StrongerMy earliest memory of self harm is at age 5. I say memory because my parents have known of my self harming since I was three years old, though I have no recollection of it. I have suffered from bipolar disorder my whole life and self harm had always been my escape from my various mental health issues. As a small child I used to place my hand or arms on hot stove tops while my parents weren't looking, take the blades out of plastic pencil sharpeners and cut myself with them or use my grandmother's sewing needles to scratch my arms. I didn't understand why self harm was a bad thing, but I was still ashamed of it.
The problem escalated as I got older, when I faced more mental issues and struggled with my sexuality and bullying at school. My parents were in denial of my self harming issues and still refuse to believe that I am bipolar or that I suffer from clinical depression, although my psychologist and doctor have spoken to them on multiple occasions. They have not talked to me since I came out as gay though.
I became more and more secretive with my self harming, I learnt to hide it from my parents and pretend that nothing was wrong. It worked for a while, I suppose.
Everyday was the same, I would go to school and be bullied, come home and be bullied by my family and deal with my bipolar disorder and not yet diagnosed clinical depression. It was all too much for me too take and so my self harm increased to the point where I would self harm on average about 5-7 times a day. I used to cut and burn myself frequently, which I found where the only things that helped me.
I don't think I have ever felt so alone, so broken. It was a complete and utter addiction. There seemed to be no way out, I thought that I would always be that way. Self harm ruled my life, self harm WAS my life.
Someone found out eventually, my football coach. I hated football, but played it to please my parents. I would always wait for the rest of the team to leave the room before I changed, so no one would see my scars. I was changing when my coach walked in (He was going to ask me a question about one of our drills) he saw my scars and freaked out.
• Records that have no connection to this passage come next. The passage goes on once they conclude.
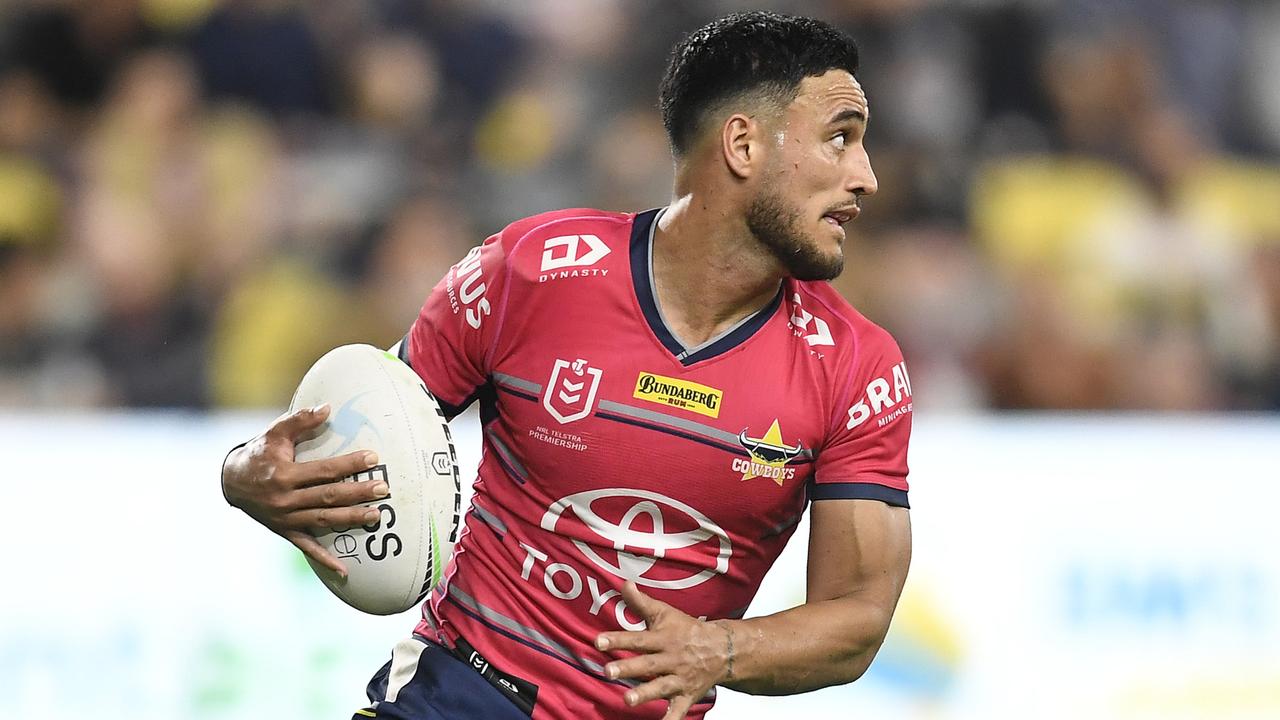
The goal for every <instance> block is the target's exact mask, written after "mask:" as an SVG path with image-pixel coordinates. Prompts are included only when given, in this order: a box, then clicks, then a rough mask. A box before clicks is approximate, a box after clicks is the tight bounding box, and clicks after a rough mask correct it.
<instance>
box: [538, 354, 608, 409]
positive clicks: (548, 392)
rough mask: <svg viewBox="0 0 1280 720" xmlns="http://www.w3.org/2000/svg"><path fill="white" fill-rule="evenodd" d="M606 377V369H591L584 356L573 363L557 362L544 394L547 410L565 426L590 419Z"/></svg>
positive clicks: (544, 402)
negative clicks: (596, 400) (598, 392)
mask: <svg viewBox="0 0 1280 720" xmlns="http://www.w3.org/2000/svg"><path fill="white" fill-rule="evenodd" d="M603 374H604V370H600V369H599V368H591V366H590V365H588V364H586V360H582V359H581V357H579V359H577V360H575V361H573V363H570V361H568V360H557V361H556V366H554V368H552V377H550V379H549V380H547V389H545V391H543V407H545V409H547V411H548V413H550V415H552V418H556V420H557V421H559V424H562V425H564V424H568V423H572V421H575V420H581V419H582V418H586V416H588V415H590V414H591V410H593V409H594V407H595V393H596V391H598V389H600V375H603Z"/></svg>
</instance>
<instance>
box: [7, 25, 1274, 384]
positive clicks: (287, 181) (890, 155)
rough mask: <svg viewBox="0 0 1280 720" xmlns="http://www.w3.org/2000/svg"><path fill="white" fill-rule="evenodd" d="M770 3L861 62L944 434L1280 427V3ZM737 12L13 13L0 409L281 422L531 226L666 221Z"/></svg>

I ended up being forced to see a psychologist 3 times a week for an hour each session and was prescribed anti-depressants.
It was an uphill battle from that point, trying to overcome something I have struggled with ever since I can remember. But I did it, which is something I am immensely proud of.
That's not to say that I don't have off days, or moments when the craving becomes near too much to bear. But now I know that I'm a stronger person coming out of that experience, I can always look back on it as something I overcame. It gives me strength to realize that if I can do that, I can do anything I put my mind to. It was really a learning experience for me. It always gets better.